Breakfast cereals recorded a reduction in sodium of around 21 per cent (twelve products).

The overall proportion of participating products exceeding their respective sodium targets fell from 29 per cent in June 2021 to 27 per cent in June 2023.

By individual food category, sodium targets were exceeded by 42 per cent of popcorn products in 2023 (up from 33 percent in 2021), 31 per cent of ready meals in 2023 (down from 35 per cent in 2021), and 8.8 per cent of breakfast cereals in 2023 (down from 10.5 per cent in 2021).

On average, sodium content has decreased by 4.6 mg per 100 grams (or two per cent) across all participating products. 

The program builds on the previous achievements of the Food and Health Dialogue.

The World Health Organisation (WHO) states that about three billion deaths a year are attributed to high sodium intake and claimed a 30 per cent reduction in sodium (2 g/day) by 2025 is needed.

The program has led to a 0.3 mg of sodium per person/per day reduction in the total dietary sodium available for consumption.

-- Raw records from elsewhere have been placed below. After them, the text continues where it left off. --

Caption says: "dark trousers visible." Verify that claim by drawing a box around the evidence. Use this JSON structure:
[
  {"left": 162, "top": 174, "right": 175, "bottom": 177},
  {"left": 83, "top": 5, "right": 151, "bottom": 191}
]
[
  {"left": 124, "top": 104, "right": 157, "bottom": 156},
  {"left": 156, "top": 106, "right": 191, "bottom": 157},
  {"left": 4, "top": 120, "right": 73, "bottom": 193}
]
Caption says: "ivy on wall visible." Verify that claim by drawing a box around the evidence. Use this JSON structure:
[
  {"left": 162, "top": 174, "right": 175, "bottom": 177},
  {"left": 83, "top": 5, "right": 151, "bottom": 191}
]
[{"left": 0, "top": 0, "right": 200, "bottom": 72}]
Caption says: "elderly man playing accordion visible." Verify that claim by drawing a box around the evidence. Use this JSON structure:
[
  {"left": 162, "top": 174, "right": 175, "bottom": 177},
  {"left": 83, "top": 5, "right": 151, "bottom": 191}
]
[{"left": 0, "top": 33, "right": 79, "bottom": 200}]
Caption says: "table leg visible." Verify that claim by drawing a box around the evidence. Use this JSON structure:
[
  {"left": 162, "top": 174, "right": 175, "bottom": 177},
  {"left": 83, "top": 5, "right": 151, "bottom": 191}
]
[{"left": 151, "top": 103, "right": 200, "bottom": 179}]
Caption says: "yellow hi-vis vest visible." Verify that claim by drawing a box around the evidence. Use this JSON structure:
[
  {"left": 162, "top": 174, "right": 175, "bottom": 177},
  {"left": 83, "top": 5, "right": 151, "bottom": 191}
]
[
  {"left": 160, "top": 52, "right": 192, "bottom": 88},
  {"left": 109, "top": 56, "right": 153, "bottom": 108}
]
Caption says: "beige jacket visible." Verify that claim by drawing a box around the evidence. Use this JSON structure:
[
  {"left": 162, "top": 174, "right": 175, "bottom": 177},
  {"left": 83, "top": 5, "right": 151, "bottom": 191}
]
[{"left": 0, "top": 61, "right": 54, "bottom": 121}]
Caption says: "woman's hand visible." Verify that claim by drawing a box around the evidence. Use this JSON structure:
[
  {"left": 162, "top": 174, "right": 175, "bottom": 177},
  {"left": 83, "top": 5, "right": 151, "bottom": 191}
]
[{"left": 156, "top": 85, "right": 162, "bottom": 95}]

Over one year, this amounts to 3.3 tonnes of sodium being removed from the food supply. 

While fewer products were provided for sugar (199 products), there were a higher amount of categories (nine). The leading category was e ready-to-eat cereals.

Participating products accounted for 11.2 per cent of sugar from all products within in-scope categories. By food category, the greatest coverage levels of sugar from the participating products were flavoured dairy milk alternatives (73 per cent), fruit drinks (30 per cent), and ready-to-eat cereals without dried fruit (17.5 per cent).

Wave two of the PRP has two targets for sugar: a maximum sugar content (g per 100g/100ml), applicable to all in-scope food categories, except for soft drinks and energy drinks. The second is a relative reduction in sugar content for products that exceed a specified threshold sugar content.

Almost a third (32 per cent) of participating products recorded a decrease in sugar content between June 2021 and June 2023. This resulted in a drop in the proportion of applicable products exceeding their relevant maximum sugar content target, from 30 pe rcent of all participating products in June 2021 to 22 per cent in June 2023.

The average sugar content of all participating products decreased by 3.8 per cent (from 13.7 to 13.2 grams per 100g) between June 2021 and June 2023.

The World Health Organisation said sugar should be less then ten per cent of total energy intake, and suggests a further reduction of free sugars to below five per cent of energy intake.

The program witnessed a 1.3 per cent decrease in total sugars between June 2021 and June 2023. This amounts to a decrease of less than 0.1 g/day from the total sugar intake.

While these programs look promising from the data already shared, Dr Coyle said they could be doing more.

“The partnership has taken almost five years to get to this stage,” she said.

“Our research has highlighted that more work is needed to ensure these targets can achieve meaningful reductions in sodium and saturated fat intakes across the nation.”

Dr Coyle said researchers hoped to see further reductions in the next report on Wave 2, expected in June 2025.